“Como é difícil acordar calado
Se na calada da noite eu me dano
Quero lançar um grito desumano
Que é uma maneira de ser escutado”
Chico Buarque, Cálice – cantado em dueto com Gilberto Gil, na Lapa, no showmício #Lulalivre
“Quantas vezes, quando a sociedade calou diante de barbaridades, foram os nossos músicos, escritores, cineastas, atores, dramaturgos, dançarinos, artistas plásticos, cantores e poetas que vieram lembrar que amanhã há de ser outro dia? Que ousaram acreditar em esperanças equilibristas e em flores vencendo canhões. (…) Onde querem silêncio, seguiremos cantando. Vocês não sabem quantas vezes a música, os livros, a arte, tem me ajudado a atravessar essa provação”.

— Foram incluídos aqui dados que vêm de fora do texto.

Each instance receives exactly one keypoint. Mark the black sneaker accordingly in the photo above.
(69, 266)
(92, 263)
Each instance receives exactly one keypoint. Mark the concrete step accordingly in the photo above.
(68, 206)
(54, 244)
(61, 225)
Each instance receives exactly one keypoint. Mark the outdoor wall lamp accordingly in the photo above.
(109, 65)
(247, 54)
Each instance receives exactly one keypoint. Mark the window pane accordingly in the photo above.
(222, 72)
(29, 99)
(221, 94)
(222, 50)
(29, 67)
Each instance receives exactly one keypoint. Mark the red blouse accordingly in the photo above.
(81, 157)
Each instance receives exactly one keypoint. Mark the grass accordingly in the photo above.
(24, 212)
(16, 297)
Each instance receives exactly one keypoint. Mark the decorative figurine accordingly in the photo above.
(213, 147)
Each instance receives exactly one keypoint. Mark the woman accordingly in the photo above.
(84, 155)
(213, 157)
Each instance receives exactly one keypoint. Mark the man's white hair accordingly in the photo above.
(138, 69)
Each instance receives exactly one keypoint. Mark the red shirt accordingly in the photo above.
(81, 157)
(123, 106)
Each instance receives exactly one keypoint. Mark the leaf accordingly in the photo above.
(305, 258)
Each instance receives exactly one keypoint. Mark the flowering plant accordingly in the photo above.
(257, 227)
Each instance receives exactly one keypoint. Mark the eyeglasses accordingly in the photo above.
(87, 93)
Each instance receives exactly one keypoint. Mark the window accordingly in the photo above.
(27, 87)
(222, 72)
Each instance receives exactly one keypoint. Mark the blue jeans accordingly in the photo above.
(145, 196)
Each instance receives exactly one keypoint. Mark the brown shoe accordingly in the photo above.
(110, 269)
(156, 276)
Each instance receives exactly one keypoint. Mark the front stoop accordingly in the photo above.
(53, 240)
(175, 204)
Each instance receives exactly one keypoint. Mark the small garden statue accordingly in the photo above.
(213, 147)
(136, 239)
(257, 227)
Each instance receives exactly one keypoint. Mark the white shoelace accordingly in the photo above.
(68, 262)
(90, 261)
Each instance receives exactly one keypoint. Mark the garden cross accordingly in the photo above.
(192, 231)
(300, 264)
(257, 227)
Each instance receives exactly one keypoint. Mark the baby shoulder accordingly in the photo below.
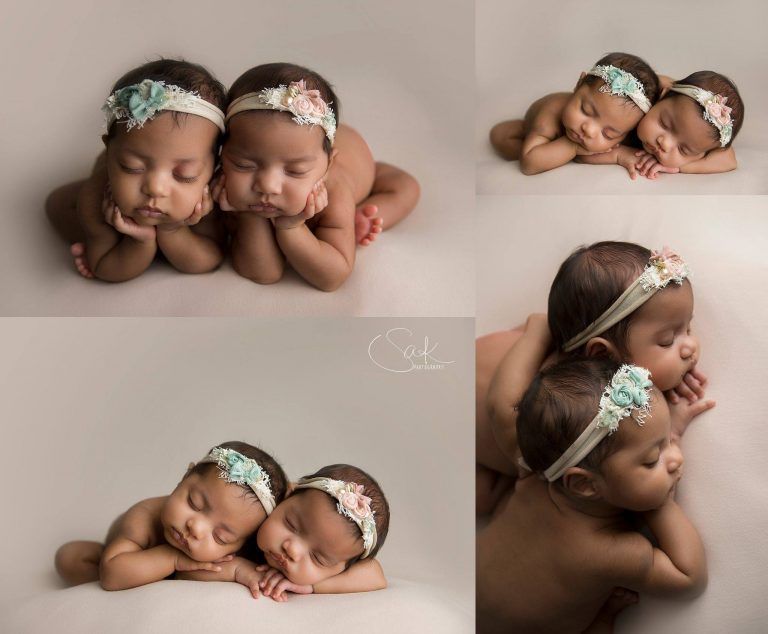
(545, 115)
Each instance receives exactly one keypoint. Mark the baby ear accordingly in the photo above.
(580, 482)
(601, 347)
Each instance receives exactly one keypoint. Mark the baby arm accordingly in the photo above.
(678, 566)
(130, 560)
(323, 258)
(543, 150)
(715, 162)
(194, 245)
(512, 378)
(116, 248)
(239, 570)
(622, 155)
(362, 576)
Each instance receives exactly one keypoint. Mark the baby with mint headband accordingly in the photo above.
(149, 191)
(323, 538)
(298, 187)
(607, 103)
(689, 130)
(219, 503)
(618, 300)
(564, 552)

Trecho de carta do ex-presidente Lula enviado a todos os artistas e ao público do shomício #Lulalivre
Você não vai ler, mesmo em fatias de espaços nos jornais e sites, nas TVs nem pensar, index prohibitorum, que, na noite deste sábado, 28, um show na Lapa, pela libertação do ex-presidente Lula, fez história.
Reuniu uma trupe seleta de artistas, dos maiores da nossa música, que migraram espontaneamente, sem cachê, para a região dos Arcos da Lapa, no Centro do Rio, para defender uma causa, uma ideia, um homem. Não espere isso de Alckmin, Bolsonaro, Marina ou Ciro Gomes. Eles têm claques pagas, militantes diaristas, robôs em redes sociais. Tentarão circunscrever o ato político a um mero festival na região boêmia do Rio, diminui-lo, como se as 100 mil pessoas presentes tivessem ido apenas para ver o incrível revezamento de artistas, como Chico Buarque, Gilberto Gil e Beth Carvalho, entre muitos outros.
Não foi um festival, como você lerá, foi o primeiro showmício da campanha de Lula, o primeiro de sua trajetória política em que o protagonista esteve ausente.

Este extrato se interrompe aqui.